Amazon EMR (Elastic MapReduce), is a managed cluster platform that simplifies running big data frameworks, such as Apache Hadoop and Apache Spark, on AWS to process and analyze vast amounts of data.
EMR Simplifies management with rapid cluster provisioning, managed scaling, and automated software installation. Using these frameworks and related open-source big data projects like Apache Spark, Hive, Presto etc. we can process petabyte-scale data for analytics purposes and business intelligence workloads.
The main component of Amazon EMR is the cluster, which is a collection of Amazon Elastic Compute Cloud (EC2) instances. Each instance in the cluster is called a node. Each node has a role within the cluster, referred to as the node type.
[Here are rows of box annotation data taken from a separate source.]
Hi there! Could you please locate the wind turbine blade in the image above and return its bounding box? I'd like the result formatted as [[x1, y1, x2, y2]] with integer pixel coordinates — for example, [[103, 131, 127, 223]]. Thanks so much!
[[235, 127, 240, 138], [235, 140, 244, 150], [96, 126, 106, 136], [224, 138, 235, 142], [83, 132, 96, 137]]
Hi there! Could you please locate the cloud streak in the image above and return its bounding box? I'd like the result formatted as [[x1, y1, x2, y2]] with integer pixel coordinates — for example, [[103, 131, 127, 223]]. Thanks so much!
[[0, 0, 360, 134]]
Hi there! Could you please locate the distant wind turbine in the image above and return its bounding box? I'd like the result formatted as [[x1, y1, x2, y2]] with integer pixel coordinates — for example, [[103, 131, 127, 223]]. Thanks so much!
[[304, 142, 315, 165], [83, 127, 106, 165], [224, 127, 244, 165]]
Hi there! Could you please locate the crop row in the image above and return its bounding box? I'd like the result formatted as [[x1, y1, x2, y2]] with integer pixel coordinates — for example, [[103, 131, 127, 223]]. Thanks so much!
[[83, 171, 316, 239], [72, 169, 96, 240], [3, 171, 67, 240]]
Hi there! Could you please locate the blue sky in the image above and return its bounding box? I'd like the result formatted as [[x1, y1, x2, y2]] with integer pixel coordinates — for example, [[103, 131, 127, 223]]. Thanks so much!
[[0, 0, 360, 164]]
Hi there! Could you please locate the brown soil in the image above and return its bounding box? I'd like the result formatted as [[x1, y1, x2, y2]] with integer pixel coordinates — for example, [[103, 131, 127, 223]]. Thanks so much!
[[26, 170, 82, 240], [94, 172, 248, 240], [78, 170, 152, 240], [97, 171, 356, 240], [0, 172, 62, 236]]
Amazon EMR also installs different software components on each node type, giving each node a role in a distributed application like Apache Hadoop.
The node types in Amazon EMR are as follows:
- Master node: Every cluster has at least one master node that manages the cluster by running software components to coordinate the distribution of data and tasks among other nodes for processing. The master node tracks the status of tasks and monitors the health of the cluster.
- Core node: Every cluster has at least one core node with software components that run tasks and store data in the Hadoop Distributed File System (HDFS) on the cluster.
- Task node: A cluster can have optional task nodes with software components that only runs tasks and does not store data in HDFS.